Melhorar a qualidade de vida da população
O cientista português explica que, para serem bem sucedidos, os programas de conservação têm de ajudar as comunidades locais. Este apoio socioeconómico teria como objectivo melhorar a qualidade de vida da população e proporcionar formas alternativas de sustento, desincentivando a caça de animais selvagens, a desflorestação para fins agrícolas e a exploração desregrada de recursos naturais para o comércio ou o artesanato.
“Está tudo interligado. Quando a população não tem comida e as colheitas falham, as pessoas recorrem cada vez mais à caça de animais selvagens e à desflorestação. Não há maneira de salvar as zonas protegidas de Madagáscar, se o nível de vida das pessoas não melhorar. A ilha tem muitas zonas que estão preservadas, mas a taxa de destruição está a ser alta, sobretudo com o cultivo de arroz e outros bens alimentares”, afirma o cientista português.
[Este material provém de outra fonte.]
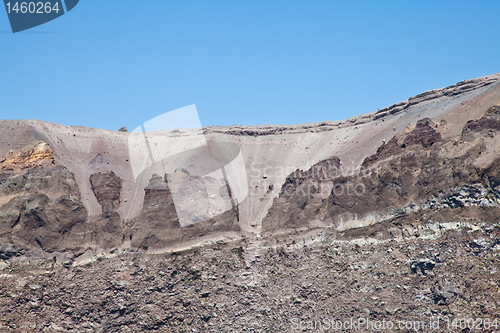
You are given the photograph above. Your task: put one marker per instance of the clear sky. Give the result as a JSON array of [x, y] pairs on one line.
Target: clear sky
[[113, 63]]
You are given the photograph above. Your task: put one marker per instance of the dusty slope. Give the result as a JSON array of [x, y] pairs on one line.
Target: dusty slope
[[270, 154], [77, 233]]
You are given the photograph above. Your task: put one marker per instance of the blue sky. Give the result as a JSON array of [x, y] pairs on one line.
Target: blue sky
[[116, 63]]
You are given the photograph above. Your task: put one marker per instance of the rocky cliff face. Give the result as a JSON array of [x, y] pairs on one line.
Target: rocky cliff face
[[390, 215], [413, 171]]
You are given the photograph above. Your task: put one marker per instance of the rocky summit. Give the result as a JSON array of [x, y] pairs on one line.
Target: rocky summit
[[388, 221]]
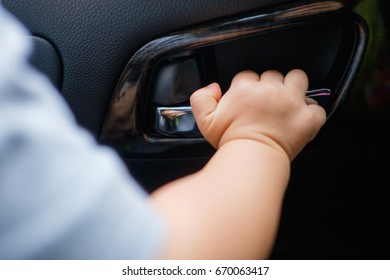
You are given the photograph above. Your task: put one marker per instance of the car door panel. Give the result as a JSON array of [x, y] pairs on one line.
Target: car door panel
[[336, 206]]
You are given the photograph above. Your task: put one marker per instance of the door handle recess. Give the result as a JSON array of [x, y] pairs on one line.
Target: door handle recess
[[180, 122]]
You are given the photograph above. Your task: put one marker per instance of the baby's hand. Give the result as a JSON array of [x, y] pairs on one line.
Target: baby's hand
[[270, 108]]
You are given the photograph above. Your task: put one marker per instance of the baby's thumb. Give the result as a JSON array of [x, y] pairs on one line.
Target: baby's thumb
[[204, 101]]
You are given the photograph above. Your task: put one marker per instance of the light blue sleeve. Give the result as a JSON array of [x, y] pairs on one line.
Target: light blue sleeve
[[62, 196]]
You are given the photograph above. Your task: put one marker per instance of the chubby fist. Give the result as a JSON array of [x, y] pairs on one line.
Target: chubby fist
[[269, 108]]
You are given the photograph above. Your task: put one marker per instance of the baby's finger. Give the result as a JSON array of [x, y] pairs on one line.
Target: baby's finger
[[318, 117], [204, 101], [246, 75], [272, 76], [297, 81]]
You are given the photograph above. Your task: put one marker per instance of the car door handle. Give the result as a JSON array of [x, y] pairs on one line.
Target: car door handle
[[179, 121]]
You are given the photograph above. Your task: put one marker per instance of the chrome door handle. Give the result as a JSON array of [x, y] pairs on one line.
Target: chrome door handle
[[176, 121], [180, 122]]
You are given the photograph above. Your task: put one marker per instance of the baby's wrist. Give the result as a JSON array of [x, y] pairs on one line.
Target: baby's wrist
[[264, 141]]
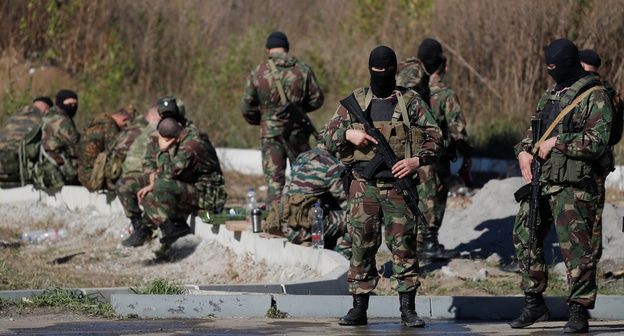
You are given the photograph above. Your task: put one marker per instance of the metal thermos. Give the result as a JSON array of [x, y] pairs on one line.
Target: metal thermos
[[256, 220]]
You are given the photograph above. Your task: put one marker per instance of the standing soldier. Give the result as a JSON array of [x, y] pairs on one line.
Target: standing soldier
[[590, 61], [411, 130], [278, 94], [97, 142], [13, 136], [59, 142], [568, 190], [435, 178]]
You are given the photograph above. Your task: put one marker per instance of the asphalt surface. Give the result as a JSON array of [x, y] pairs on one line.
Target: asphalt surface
[[79, 325]]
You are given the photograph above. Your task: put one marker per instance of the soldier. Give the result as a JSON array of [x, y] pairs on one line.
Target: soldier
[[408, 125], [59, 142], [278, 94], [316, 177], [99, 139], [568, 186], [435, 178], [590, 61], [17, 128], [183, 176]]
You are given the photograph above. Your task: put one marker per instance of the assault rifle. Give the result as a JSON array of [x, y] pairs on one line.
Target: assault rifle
[[405, 186], [534, 190]]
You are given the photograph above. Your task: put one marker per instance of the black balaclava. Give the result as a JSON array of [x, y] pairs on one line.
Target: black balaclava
[[277, 39], [61, 96], [565, 56], [430, 54], [383, 83], [591, 57]]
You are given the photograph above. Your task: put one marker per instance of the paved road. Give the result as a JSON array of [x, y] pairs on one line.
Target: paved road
[[58, 324]]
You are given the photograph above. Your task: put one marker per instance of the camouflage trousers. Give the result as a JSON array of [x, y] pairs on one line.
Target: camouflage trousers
[[170, 200], [370, 207], [573, 212], [433, 194], [275, 151], [335, 228]]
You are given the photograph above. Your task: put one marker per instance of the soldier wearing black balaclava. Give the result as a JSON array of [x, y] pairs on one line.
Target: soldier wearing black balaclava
[[568, 186], [408, 125]]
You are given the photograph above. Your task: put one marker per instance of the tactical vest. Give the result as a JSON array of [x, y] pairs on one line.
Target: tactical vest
[[404, 138], [560, 168]]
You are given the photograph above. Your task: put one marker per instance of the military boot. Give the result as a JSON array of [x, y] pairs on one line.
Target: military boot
[[357, 314], [432, 250], [141, 233], [534, 310], [578, 320], [409, 317]]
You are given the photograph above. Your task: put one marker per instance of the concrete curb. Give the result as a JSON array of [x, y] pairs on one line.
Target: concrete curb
[[331, 266], [503, 308]]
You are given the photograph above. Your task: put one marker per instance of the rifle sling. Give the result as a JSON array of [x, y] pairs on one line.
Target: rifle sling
[[562, 114]]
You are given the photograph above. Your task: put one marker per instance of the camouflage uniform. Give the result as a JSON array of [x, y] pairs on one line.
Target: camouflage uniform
[[316, 176], [435, 178], [280, 140], [570, 193], [14, 132], [99, 137], [59, 142], [374, 202], [188, 178]]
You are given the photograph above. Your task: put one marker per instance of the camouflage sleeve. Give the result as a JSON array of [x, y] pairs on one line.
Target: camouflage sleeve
[[313, 97], [334, 132], [174, 162], [250, 105], [422, 117], [149, 160], [592, 140], [456, 123]]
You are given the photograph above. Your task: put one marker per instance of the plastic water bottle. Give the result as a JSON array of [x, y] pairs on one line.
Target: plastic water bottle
[[38, 236], [251, 203], [318, 227]]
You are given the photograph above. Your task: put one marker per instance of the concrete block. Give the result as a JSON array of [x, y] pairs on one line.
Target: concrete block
[[191, 306]]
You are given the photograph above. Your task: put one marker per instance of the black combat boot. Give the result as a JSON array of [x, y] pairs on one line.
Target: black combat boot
[[357, 314], [432, 250], [140, 233], [534, 310], [409, 317], [578, 320]]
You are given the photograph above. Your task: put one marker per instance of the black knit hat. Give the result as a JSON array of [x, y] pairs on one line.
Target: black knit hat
[[44, 99], [64, 94], [591, 57], [277, 39]]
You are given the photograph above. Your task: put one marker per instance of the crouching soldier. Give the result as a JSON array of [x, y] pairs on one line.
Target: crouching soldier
[[183, 176]]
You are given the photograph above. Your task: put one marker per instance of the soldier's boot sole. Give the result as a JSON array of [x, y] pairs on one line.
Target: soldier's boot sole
[[517, 325]]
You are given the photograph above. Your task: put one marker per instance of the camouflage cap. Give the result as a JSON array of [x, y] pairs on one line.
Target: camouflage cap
[[167, 107]]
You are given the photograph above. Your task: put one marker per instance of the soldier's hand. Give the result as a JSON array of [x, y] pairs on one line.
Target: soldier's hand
[[546, 147], [359, 138], [144, 191], [524, 160], [405, 167], [165, 143]]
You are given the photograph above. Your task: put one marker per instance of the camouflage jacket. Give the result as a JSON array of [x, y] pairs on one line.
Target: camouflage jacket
[[318, 173], [59, 137], [18, 126], [446, 109], [98, 137], [334, 134], [262, 96], [133, 143], [582, 136], [192, 159]]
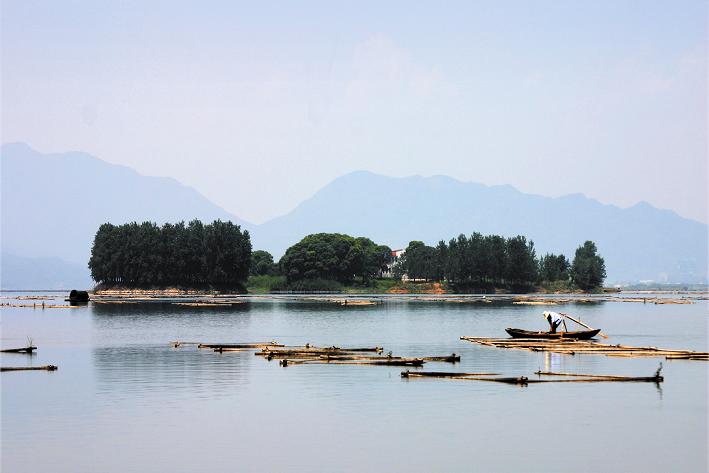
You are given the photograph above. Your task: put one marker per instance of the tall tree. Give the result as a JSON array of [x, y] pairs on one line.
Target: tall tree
[[588, 271]]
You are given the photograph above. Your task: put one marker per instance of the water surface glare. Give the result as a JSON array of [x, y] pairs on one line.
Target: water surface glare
[[124, 400]]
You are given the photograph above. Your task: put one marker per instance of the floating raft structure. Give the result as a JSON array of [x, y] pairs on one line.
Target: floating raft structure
[[310, 354], [30, 368], [28, 350], [524, 380], [591, 347]]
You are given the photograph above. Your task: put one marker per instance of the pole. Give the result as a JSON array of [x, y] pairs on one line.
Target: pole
[[582, 324]]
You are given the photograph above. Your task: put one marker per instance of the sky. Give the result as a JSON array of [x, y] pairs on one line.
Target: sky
[[257, 105]]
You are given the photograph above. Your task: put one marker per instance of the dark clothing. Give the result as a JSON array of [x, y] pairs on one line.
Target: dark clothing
[[553, 325]]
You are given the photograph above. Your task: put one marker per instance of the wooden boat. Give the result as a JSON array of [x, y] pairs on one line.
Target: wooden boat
[[579, 335]]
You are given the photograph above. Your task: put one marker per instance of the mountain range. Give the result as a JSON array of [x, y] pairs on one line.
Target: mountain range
[[52, 205]]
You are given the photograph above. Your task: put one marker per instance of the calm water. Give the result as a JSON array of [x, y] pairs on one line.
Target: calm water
[[124, 400]]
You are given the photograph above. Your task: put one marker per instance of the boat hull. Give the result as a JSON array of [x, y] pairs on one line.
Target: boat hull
[[580, 335]]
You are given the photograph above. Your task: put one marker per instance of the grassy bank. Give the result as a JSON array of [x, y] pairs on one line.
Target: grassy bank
[[268, 284]]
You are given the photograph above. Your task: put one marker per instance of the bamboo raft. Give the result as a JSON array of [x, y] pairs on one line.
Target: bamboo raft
[[30, 368], [309, 354], [27, 350], [524, 380], [573, 347]]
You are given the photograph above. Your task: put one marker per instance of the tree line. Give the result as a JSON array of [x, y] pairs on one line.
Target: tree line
[[336, 257], [140, 255], [494, 261], [219, 254]]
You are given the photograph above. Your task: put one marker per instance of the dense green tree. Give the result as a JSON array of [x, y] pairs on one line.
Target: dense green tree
[[419, 261], [262, 264], [335, 257], [521, 264], [174, 254], [553, 268], [588, 271]]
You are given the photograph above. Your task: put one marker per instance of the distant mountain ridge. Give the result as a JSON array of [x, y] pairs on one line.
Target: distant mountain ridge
[[52, 205], [638, 243]]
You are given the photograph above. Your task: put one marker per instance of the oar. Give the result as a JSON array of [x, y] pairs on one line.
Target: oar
[[583, 324]]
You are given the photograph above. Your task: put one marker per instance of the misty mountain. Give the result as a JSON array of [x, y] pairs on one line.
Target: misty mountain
[[17, 272], [638, 243], [52, 205]]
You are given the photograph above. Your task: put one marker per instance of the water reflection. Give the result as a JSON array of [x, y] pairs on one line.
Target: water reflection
[[156, 370]]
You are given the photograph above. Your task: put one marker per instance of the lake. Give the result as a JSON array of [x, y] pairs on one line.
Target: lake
[[124, 400]]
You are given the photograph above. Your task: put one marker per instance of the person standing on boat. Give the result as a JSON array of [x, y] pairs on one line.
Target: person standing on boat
[[554, 319]]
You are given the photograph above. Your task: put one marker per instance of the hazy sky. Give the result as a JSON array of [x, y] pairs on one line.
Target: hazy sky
[[259, 104]]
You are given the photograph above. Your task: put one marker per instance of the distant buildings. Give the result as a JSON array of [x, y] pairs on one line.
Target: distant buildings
[[395, 255]]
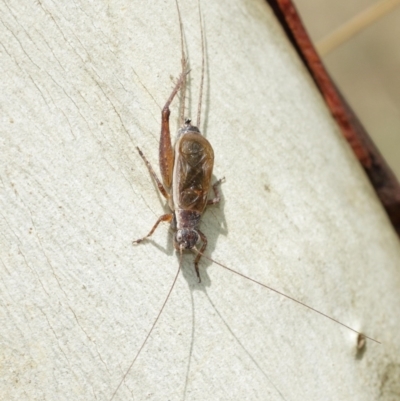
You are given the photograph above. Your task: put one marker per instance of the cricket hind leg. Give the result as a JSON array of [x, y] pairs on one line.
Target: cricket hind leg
[[166, 151], [217, 195], [165, 217], [154, 175]]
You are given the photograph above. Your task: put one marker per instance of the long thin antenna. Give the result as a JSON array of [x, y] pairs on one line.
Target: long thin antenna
[[202, 68], [284, 295], [184, 66], [150, 331]]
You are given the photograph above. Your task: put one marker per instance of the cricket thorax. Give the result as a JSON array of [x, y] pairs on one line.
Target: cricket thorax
[[186, 239]]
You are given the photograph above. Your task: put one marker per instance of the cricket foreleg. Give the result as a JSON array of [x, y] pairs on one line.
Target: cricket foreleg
[[198, 257], [154, 175], [165, 217], [217, 196]]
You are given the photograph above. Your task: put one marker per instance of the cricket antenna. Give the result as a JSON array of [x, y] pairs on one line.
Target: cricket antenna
[[150, 331], [184, 66], [202, 68], [284, 295]]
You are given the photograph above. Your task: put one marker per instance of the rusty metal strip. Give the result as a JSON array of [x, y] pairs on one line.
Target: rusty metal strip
[[381, 176]]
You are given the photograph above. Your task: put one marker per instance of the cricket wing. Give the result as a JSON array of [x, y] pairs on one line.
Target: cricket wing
[[194, 164]]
O trabalho desenvolvido contou com o apoio de uma organização local, a Associação Vahatra, da qual dois co-autores são membros: Steven M. Goodman e Voahangy Soarimalala. “Não fiz trabalho de campo para este artigo. Trabalhei em casa, durante a pandemia. Isto só foi possível, porque usamos os dados recolhidos ao longo de vários anos no terreno”, afirma o investigador Luís Valente.